Com guitarras artesanais, Rosie Mankato prepara a trilha sonora da revolução feminina

Primeira luthier do país formada em construção de instrumentos elétricos criou uma fábrica num subsolo do Campo Comprido e hoje começa a ganhar o mundo

Este texto é parte de uma série de quatro perfis de grandes mulheres de Curitiba, publicados pelo Plural em homenagem ao Mês da Mulher

O nome dela é Rosanne Machado, mas ninguém conhece assim. Se você quer saber mais sobre a luthier que está fazendo a diferença no mercado de guitarras e baixos vintage da cidade, você tem que procurar pelo nome artístico: Rosie Mankato.

Rosie é fácil de entender. Mais nova, Rosanne foi morar por um tempo nos Estados Unidos, e lá toda Rosanne acaba virando Rosie. Mankato é outra história: perto de onde ela morou no Wisconsin, existe uma cidadezinha com esse nome, e é uma história com um passado que atrai qualquer feminista. Lá, uma rebelde chamada Rose Wilder Lane fez um belo barulho em nome dos direitos das mulheres. E não demorou para Rosie assumir o nome Mankato como seu.

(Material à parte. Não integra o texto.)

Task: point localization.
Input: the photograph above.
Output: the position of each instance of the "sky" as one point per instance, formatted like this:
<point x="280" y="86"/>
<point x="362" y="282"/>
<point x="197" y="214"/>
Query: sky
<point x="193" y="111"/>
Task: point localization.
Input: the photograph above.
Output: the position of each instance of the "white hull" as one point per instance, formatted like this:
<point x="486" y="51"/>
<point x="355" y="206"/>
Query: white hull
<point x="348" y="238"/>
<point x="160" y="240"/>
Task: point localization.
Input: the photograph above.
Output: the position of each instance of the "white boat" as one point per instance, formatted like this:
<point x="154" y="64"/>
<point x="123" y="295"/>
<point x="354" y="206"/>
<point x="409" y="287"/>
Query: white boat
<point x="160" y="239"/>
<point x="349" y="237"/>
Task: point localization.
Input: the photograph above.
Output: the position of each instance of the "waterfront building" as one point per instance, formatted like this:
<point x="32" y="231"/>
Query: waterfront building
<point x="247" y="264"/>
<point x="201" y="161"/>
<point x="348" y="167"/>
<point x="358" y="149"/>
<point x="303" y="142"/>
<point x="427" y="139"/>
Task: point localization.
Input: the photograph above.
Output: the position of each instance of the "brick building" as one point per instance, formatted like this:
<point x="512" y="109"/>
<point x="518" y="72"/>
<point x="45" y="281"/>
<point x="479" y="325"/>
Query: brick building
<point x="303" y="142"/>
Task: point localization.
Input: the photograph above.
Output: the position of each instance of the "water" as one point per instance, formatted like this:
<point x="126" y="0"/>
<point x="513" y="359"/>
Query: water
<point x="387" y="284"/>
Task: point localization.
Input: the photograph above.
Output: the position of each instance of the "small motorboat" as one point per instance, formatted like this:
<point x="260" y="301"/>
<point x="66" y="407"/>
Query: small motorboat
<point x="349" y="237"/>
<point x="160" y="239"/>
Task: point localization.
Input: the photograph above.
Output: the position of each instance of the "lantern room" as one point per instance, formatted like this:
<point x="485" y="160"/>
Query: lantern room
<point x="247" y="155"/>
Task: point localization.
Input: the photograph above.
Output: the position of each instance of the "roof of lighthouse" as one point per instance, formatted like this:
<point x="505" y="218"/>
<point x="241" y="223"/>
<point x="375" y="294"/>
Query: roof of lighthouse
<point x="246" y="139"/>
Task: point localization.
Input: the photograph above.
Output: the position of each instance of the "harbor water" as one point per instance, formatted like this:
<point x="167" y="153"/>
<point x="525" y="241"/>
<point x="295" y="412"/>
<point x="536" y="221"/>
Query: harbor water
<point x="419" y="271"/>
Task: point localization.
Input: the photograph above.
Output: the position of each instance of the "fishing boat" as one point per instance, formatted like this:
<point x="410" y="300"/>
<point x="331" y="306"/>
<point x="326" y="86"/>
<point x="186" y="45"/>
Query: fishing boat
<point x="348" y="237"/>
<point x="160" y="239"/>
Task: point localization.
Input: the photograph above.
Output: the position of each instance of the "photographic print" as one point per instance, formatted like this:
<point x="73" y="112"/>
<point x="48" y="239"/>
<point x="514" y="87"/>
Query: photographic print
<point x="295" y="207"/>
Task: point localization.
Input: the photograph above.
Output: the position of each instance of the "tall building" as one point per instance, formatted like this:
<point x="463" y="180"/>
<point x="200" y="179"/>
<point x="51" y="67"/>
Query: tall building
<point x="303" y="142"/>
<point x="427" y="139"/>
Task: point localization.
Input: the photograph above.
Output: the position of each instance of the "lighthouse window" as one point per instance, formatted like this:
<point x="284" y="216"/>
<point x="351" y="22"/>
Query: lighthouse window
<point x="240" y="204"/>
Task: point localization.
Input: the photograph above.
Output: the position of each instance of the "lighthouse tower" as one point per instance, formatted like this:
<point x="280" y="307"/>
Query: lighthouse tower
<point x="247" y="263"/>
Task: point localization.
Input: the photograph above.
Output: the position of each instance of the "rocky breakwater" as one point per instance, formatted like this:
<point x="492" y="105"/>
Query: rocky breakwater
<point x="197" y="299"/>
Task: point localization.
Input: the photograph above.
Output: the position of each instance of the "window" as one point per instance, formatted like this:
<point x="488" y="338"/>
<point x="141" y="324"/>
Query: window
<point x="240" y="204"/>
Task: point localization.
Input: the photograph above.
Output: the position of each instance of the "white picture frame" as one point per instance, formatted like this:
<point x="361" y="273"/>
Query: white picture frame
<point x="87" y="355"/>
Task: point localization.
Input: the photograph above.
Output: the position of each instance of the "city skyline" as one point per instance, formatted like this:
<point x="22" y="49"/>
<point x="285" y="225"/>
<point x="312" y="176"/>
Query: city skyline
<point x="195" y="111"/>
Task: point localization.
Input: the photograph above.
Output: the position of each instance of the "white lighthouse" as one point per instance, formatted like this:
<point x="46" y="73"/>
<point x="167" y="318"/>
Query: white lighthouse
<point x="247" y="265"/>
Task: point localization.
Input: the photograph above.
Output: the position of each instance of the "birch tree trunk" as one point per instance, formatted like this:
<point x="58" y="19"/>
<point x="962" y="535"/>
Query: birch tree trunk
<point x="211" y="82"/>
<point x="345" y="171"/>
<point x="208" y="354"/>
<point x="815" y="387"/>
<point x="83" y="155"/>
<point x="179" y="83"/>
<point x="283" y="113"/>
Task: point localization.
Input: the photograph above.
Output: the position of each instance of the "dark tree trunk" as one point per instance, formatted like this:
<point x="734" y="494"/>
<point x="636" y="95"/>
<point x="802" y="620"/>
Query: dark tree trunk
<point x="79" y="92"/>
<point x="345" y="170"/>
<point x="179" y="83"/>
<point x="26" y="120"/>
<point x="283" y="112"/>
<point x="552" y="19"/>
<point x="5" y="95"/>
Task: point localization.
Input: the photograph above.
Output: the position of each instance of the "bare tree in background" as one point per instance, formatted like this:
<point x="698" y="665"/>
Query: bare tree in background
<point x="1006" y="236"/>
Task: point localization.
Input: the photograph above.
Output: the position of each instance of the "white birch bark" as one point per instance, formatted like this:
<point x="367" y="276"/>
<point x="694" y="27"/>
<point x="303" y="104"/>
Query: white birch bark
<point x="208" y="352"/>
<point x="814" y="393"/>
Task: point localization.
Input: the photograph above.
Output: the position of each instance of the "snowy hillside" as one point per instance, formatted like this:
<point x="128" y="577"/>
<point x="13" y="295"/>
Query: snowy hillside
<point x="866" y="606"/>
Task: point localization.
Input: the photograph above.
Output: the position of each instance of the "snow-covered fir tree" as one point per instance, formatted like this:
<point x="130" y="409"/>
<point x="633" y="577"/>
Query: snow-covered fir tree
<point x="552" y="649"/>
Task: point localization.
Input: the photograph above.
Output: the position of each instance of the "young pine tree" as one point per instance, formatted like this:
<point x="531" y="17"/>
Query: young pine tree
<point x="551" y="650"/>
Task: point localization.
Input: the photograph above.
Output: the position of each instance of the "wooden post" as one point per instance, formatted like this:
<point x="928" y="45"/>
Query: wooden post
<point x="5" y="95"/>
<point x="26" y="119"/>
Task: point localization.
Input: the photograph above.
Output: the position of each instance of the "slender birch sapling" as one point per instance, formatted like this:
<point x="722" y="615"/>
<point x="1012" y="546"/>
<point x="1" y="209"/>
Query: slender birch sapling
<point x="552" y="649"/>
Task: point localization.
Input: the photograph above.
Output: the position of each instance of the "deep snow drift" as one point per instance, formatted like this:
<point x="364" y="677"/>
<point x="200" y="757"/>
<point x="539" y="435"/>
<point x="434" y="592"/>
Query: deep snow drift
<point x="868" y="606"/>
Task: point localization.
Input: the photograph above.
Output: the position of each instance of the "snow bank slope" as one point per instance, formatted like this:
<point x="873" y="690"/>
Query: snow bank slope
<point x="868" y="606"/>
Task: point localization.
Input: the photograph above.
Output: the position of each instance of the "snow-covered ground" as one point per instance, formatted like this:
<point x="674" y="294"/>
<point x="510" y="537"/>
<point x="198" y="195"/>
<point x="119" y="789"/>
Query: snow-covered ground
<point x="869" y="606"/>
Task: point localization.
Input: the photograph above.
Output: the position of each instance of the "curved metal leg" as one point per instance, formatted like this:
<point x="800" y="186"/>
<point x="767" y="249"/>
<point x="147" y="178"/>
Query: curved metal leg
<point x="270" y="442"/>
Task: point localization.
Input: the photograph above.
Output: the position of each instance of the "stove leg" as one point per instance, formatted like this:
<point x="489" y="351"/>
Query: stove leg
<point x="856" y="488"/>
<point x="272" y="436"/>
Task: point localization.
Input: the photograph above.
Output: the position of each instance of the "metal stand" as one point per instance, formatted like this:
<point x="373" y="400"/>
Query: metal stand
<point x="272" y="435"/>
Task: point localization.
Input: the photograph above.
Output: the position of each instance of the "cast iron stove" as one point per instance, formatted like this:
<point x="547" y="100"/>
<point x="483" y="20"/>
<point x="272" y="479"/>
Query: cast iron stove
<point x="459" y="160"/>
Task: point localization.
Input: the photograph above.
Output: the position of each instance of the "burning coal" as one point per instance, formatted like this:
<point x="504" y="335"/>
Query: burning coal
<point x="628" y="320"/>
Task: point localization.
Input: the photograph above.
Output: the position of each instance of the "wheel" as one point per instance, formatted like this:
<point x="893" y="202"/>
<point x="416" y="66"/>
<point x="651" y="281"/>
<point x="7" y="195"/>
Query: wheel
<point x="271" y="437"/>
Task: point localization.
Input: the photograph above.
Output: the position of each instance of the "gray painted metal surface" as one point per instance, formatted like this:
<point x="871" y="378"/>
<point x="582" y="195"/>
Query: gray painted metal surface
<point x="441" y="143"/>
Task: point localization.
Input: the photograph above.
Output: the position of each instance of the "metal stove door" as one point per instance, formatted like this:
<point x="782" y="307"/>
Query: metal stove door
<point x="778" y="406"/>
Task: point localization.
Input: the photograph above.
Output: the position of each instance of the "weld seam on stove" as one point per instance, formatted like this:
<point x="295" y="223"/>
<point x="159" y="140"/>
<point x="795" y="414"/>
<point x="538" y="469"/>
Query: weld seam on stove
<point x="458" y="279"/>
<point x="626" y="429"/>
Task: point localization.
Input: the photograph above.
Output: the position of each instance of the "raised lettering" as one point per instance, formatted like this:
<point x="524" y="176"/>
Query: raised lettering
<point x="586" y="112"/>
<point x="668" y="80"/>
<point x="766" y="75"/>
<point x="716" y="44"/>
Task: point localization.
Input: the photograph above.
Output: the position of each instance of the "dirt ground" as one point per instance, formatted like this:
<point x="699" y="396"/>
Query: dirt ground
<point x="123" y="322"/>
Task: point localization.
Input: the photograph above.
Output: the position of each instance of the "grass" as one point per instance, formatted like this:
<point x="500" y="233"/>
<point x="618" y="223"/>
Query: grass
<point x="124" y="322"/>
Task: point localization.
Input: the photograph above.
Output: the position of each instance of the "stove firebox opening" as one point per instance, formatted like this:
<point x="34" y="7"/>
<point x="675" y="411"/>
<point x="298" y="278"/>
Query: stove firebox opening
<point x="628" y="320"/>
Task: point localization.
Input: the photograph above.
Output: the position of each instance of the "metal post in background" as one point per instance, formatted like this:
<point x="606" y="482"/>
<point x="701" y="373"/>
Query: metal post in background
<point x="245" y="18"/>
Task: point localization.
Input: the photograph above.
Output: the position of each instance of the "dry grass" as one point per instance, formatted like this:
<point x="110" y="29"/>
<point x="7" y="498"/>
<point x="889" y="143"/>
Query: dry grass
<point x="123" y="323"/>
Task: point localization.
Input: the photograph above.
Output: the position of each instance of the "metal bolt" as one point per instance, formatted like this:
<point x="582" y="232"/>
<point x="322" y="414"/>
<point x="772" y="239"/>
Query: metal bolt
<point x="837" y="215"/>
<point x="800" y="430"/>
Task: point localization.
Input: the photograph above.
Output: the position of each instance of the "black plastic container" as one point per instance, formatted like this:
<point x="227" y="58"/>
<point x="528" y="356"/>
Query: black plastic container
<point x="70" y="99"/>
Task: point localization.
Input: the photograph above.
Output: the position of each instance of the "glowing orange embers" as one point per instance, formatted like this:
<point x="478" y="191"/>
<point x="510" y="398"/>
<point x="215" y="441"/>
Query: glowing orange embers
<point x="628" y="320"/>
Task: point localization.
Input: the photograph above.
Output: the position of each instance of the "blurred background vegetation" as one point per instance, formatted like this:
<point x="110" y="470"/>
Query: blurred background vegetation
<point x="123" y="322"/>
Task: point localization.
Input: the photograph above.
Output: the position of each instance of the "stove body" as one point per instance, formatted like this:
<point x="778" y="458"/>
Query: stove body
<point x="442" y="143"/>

Hoje, Mankato é também a marca dos instrumentos que ela faz em sua oficina no Campo Comprido, ao lado do amigo Fábio Gorski, o popular Salsicha. (De fato, o rapaz é a cara do personagem do Scooby Doo, e se você passa meia hora na oficina, só ouve Rosie dizendo: “o Sal faz isso”, “o Salsa é incrível”, e outras variações do apelido).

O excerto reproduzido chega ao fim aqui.